Les couleurs de la photo sont jolies. Aux côtés de Manuel Valls, derrière lui, dans la salle des mariages de la mairie d’Evry, une centaine de personnes se tiennent debout, presque figées. Parmi elles, des Français de la diversité comme aiment dire les médias : des sympathisants, des militants socialistes locaux, des élus, de différentes origines de la ville d’Evry dont Manuel Valls a été maire entre 2001 et 2012 et dont il continue à être conseiller municipal depuis. Pêle-mêle : Pacome Yaowi Adjourouvi, le premier adjoint à la ville, Diarra Badiane, adjointe en charge de la jeunesse, Farouk Alouani, adjoint en charge de l’emploi et de l’insertion et bien d’autres. « Je suis un élu de ces quartiers populaires« , se justifie Manuel Valls dans son discours de candidature. Un beau cliché pour les photographes et les caméras, et une manière de dire à ses concurrents, Emmanuel Macron en tête, qu’il détient une assise populaire en banlieue. La photo respire la mise en scène mais elle fera le tour des médias, et c’est bien là, le but recherché.

Il aura fallu à peine une minute pour que Manuel Valls prononce les mots qui n’étaient plus une surprise. « Oui, je suis candidat à la présidence de la République ! », lance-t-il, affirmant vouloir être celui de la « conciliation et de la réconciliation », du « rassemblement« , rien que ça. Oubliée la formule des « gauches irréconciliables » qu’il avait pourtant lui-même prononcée il y a quelques semaines à peine.
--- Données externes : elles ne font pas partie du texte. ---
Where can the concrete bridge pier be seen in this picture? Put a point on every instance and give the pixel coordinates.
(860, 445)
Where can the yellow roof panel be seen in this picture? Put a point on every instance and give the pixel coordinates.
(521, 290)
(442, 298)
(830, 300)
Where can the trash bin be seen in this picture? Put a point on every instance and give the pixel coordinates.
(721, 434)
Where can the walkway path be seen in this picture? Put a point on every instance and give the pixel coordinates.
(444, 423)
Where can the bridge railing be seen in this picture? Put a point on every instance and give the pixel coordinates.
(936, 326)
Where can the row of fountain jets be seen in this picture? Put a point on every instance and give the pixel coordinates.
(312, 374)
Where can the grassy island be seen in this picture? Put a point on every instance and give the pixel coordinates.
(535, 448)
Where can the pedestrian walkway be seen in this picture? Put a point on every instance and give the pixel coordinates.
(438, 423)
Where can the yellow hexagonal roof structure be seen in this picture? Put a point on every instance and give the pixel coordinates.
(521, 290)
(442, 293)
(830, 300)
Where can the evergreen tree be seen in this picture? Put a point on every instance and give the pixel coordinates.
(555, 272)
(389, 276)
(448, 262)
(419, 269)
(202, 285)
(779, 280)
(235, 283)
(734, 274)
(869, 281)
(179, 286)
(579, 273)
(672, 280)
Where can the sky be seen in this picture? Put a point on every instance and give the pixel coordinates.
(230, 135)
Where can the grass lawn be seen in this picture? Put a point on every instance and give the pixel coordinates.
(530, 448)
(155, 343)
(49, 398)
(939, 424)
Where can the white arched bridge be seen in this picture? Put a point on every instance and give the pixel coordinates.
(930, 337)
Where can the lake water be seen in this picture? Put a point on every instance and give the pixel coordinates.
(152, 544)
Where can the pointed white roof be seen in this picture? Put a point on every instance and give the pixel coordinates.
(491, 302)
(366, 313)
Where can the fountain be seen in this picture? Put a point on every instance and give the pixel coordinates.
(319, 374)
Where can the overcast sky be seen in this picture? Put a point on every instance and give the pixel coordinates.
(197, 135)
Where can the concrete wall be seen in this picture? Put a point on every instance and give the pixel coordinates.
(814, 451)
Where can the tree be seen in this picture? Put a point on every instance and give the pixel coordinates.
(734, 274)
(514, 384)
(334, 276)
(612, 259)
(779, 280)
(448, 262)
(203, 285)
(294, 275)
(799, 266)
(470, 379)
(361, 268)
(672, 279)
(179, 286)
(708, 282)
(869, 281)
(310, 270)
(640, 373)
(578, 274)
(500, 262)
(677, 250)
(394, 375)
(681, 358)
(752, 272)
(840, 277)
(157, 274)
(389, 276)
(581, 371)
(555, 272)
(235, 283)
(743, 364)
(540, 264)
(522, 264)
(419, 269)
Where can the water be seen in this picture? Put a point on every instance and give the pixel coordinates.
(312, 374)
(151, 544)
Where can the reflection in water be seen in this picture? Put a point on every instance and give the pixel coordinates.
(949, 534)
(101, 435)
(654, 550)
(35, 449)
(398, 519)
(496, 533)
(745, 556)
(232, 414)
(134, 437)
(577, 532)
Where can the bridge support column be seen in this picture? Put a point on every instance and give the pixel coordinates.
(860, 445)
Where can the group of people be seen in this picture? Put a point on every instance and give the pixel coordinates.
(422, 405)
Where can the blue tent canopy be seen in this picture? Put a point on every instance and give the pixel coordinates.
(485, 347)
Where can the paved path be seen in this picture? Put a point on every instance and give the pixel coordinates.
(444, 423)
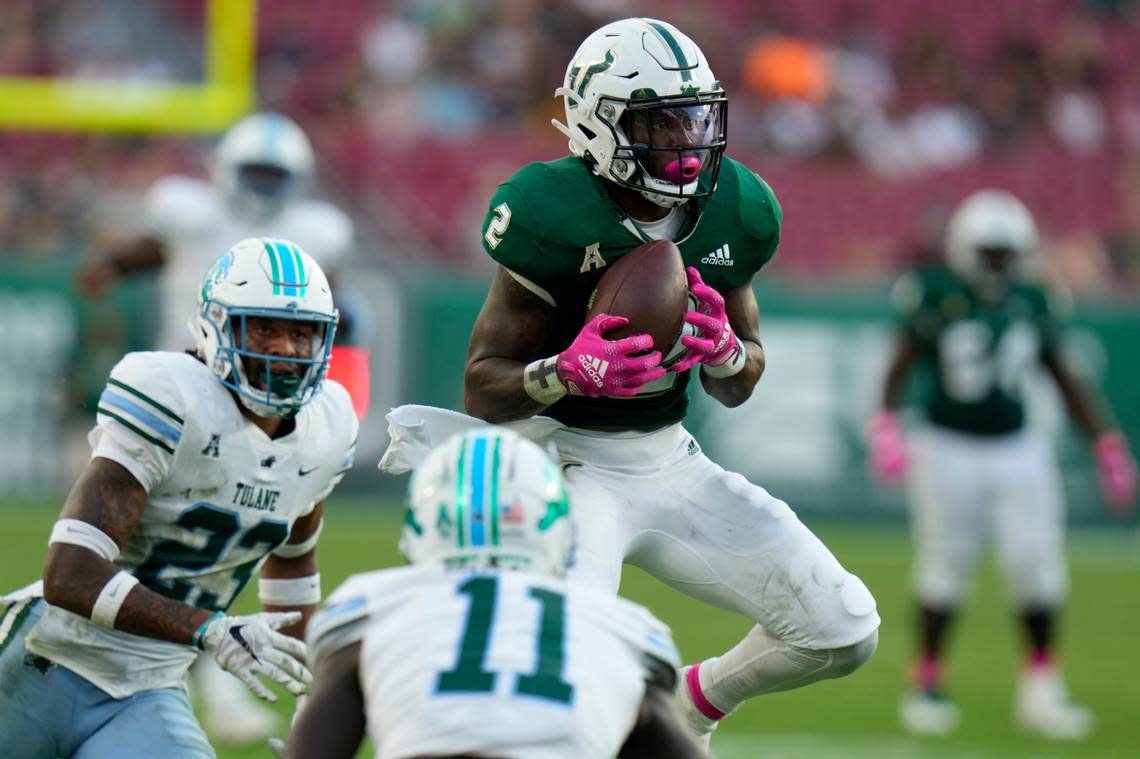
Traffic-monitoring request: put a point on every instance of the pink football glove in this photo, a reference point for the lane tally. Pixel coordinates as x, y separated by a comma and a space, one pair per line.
887, 447
717, 342
597, 367
1117, 471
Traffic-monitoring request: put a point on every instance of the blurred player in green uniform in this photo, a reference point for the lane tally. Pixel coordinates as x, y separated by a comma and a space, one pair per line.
978, 327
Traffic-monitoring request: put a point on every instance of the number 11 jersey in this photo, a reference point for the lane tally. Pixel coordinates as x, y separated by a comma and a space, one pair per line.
505, 664
221, 496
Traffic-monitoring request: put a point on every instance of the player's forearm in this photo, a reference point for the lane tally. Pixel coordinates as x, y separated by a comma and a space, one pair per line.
734, 390
895, 382
74, 578
1088, 414
291, 585
494, 391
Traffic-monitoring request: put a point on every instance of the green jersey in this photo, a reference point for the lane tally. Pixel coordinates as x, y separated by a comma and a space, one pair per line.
976, 352
554, 226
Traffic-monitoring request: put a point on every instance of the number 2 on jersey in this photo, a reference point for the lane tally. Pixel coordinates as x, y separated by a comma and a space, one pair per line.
469, 675
497, 226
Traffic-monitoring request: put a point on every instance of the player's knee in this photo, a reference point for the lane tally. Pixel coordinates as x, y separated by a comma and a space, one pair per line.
846, 660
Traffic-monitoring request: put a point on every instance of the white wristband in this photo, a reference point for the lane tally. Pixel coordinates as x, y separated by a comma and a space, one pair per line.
730, 367
540, 381
294, 592
78, 532
112, 597
294, 549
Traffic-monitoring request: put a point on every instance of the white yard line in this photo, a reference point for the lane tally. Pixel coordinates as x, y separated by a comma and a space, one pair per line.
744, 745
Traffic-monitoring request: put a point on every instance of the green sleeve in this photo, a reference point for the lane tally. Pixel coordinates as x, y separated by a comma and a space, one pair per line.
1053, 310
762, 218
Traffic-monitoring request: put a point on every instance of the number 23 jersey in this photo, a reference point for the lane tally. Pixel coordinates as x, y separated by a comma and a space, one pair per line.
502, 664
221, 496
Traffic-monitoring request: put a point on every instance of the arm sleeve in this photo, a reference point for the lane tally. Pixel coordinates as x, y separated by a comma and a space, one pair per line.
1053, 311
762, 217
351, 427
139, 418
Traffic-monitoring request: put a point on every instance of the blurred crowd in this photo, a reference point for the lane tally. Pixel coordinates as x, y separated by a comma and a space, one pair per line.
868, 116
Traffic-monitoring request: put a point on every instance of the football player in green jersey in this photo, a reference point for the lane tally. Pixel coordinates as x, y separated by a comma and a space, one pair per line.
978, 326
645, 120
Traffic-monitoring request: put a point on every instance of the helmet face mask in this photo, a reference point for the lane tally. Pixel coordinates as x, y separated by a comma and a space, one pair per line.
261, 163
259, 296
645, 112
991, 242
489, 498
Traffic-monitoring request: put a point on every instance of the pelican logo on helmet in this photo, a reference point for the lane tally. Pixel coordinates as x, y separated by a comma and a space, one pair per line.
217, 272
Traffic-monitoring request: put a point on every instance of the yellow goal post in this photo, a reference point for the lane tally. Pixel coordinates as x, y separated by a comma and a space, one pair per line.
226, 92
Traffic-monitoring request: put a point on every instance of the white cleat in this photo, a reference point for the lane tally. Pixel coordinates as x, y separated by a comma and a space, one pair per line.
1042, 706
926, 713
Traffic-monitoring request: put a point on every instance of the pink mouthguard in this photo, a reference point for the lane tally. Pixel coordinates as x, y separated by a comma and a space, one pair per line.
686, 169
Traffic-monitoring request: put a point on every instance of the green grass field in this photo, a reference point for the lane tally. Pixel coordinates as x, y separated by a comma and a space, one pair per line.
848, 718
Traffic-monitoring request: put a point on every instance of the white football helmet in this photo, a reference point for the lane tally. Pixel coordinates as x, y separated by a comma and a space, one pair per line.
262, 162
644, 111
489, 497
270, 279
991, 238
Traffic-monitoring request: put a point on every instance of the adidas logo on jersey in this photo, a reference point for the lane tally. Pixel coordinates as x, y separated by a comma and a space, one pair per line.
719, 258
595, 368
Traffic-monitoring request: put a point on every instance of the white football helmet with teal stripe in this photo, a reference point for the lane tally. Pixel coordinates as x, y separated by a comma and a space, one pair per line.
644, 111
270, 279
262, 162
489, 497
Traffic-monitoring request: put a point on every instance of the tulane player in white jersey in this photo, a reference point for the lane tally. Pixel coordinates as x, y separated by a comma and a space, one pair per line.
261, 169
205, 468
260, 172
480, 649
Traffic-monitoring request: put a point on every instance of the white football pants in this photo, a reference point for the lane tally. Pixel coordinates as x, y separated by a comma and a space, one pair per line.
961, 488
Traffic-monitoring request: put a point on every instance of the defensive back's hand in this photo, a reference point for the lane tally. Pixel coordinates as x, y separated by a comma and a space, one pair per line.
596, 367
246, 646
887, 447
1117, 471
715, 342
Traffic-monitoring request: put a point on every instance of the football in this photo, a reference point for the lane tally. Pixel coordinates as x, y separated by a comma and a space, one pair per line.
649, 287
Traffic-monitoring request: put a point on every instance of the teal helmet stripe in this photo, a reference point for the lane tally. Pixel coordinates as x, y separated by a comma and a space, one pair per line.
288, 268
274, 267
478, 490
670, 41
301, 278
461, 494
495, 460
Il distribue quelques petits coups à droite et des pics contre Emmanuel Macron : « la réussite ne peut pas être que financière, la réussite ne se mesure pas qu’au montant du compte en banque« .

Dans le hall de l’hôtel de ville, certains s’impatientent de voir descendre le désormais futur ex-premier ministre et candidat à l’élection présidentielle, tandis que d’autres s’agacent. Djibril Cissoko, agent de maintenance, est un enfant des Pyramides, un des quartiers populaires d’Evry. Il est venu écouter et voir celui qui « a fait pas mal de choses dans la ville« , selon lui. « Avant, il y avait toujours les mêmes personnes dans l’équipe municipale, parmi ceux qui travaillent dans la mairie. Il a ouvert les portes aux jeunes et aux gens de couleur ».

« Manuel Valls essaye de se rattraper mais ses propos sur l’islam, sur le voile, sur le burkini m’ ont profondément agressé »

Derrière, trois jeunes hommes, étudiants à Evry, en « veulent à celui qui a tapé sur les musulmans avec l’affaire du burkini et qui aujourd’hui, dit en avoir assez de ces discours qui stigmatisent nos compatriotes musulmans ». Parmi eux, Ahmed Benyaya : « Mais de qui se moque-t-on? Il essaye de se rattraper mais ses propos sur l’islam, sur le voile, sur le burkini m’ont profondément agressé. A partir du moment où il a eu ces mots ces derniers mois, tout ce qu’il peut dire aujourd’hui ne vaut plus rien. Nous sommes français et musulmans à part entière, nous n’avons aucun problème avec cela« . Pour son camarade Yannis Sahli, pas question de tomber dans le panneau, dit-il. « Tous ses mots sur le vivre ensemble, c’est un discours marketing qu’il essaye de nous vendre, c’est exactement les cours que nous avons en première année. Il n’ y a aucune sincérité chez lui! »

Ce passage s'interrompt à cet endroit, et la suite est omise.